Face à cette proposition de loi, nous ne ferons pas preuve d'angélisme ni ne donnerons de coup de menton. L'absentéisme scolaire pose un véritable problème, nous en sommes d'accord avec vous, monsieur le rapporteur, mais il faut y apporter de véritables remèdes. Pour cela, encore faut-il ne se tromper ni de diagnostic ni de cible.
Comme en attestent des documents émanant du ministère de l'éducation nationale lui-même, l'absentéisme touche en moyenne de 5 à 7 % des élèves, avec de très fortes disparités à la fois sur le plan scolaire et sur le plan social. En effet, il n'y a que 10 % d'établissements, en majorité des lycées professionnels situés dans des quartiers sensibles, où le taux d'absentéisme dépasse 30 %. Les élèves de ces établissements se retrouvent, après une orientation le plus souvent subie, dans ces filières, hélas, de relégation. C'est sans doute à ce niveau qu'il faudrait agir. Comment revaloriser l'enseignement technique et professionnel de façon à éviter, voire interdire, ces orientations par l'échec ?
Par ailleurs, les élèves absentéistes sont dans leur grande majorité issus de familles en grande difficulté – monoparentales, issues de l'immigration, ou en situation d'extrême précarité sociale et culturelle, que votre remède ne fera que stigmatiser davantage. Le traitement de l'absentéisme scolaire, qui est d'abord un problème de l'école, ne peut passer par la suspension ou la suppression, à laquelle la première conduira tout droit, des allocations familiales, d'autant que cette mesure collective pénalise la famille tout entière.

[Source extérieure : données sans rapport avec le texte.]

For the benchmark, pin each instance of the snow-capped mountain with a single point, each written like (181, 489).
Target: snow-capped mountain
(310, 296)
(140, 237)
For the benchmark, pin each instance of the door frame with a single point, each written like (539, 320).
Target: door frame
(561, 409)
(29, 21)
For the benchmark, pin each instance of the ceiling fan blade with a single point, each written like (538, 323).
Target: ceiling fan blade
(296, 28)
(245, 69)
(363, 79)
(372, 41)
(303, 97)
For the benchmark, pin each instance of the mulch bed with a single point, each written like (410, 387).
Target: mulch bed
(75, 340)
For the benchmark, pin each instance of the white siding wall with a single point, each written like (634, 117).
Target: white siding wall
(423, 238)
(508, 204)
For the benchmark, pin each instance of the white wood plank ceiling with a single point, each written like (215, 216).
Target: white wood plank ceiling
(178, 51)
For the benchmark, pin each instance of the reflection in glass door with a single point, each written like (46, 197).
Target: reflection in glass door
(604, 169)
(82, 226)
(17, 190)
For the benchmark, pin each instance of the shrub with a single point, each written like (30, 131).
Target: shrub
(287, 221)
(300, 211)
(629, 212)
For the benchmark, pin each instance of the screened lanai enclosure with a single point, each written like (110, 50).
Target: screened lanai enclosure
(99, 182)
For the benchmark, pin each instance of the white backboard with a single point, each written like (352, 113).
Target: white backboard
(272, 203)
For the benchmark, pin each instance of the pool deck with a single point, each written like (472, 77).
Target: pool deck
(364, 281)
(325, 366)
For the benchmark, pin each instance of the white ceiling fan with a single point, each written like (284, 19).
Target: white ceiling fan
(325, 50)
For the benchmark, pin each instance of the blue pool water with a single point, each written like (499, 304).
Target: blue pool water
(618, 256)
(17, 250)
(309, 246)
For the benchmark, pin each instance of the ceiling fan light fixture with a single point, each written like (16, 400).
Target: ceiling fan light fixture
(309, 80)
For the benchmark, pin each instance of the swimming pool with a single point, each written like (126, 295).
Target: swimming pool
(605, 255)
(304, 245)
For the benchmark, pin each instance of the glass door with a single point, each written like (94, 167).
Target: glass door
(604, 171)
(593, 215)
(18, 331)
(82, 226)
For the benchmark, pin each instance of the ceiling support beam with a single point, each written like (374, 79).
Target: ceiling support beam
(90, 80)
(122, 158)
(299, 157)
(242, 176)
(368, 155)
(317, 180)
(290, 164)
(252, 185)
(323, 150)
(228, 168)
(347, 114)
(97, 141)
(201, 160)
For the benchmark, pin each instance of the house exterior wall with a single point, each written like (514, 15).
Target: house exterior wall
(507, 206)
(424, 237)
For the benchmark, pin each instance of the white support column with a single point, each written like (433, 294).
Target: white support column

Je connais dans ma commune beaucoup de familles nombreuses en grande difficulté, dont souvent un seul des enfants a décroché de l'école. Si votre texte était adopté et appliqué, elles seraient sanctionnées, alors même que certains de leurs enfants fréquentent assidûment l'école et s'impliquent fortement dans leur scolarité. Pour un seul décrocheur, risquerez-vous de mettre en difficulté le reste des enfants ?
Préconisant cette sanction collective, vous êtes d'ailleurs en contradiction avec vous-même puisque vous avez reconnu que le décrochage scolaire était d'abord un problème scolaire et individuel. Parce que vous posez un mauvais diagnostic, ou plus exactement parce que vous refusez de voir le bon, vous vous trompez de cible et apportez le plus mauvais des remèdes, répressif et collectif. Une circulaire du 25 mai 2009 préconise l'individualisation des solutions et surtout la prévention dès les premiers signes de décrochage, autant de mesures qui vont dans le sens inverse de celles que vous nous proposez.
Tous les pays qui ont à un moment donné adopté votre remède, je pense notamment à notre voisin anglais, sont en train de l'abandonner parce qu'il s'est révélé totalement inefficace. En Angleterre, on a même jeté des parents en prison parce que leurs enfants n'allaient plus à l'école – vous n'allez pas jusqu'à proposer cela mais la pente est dangereuse. En dépit de cette politique répressive, l'absentéisme scolaire a augmenté en Angleterre.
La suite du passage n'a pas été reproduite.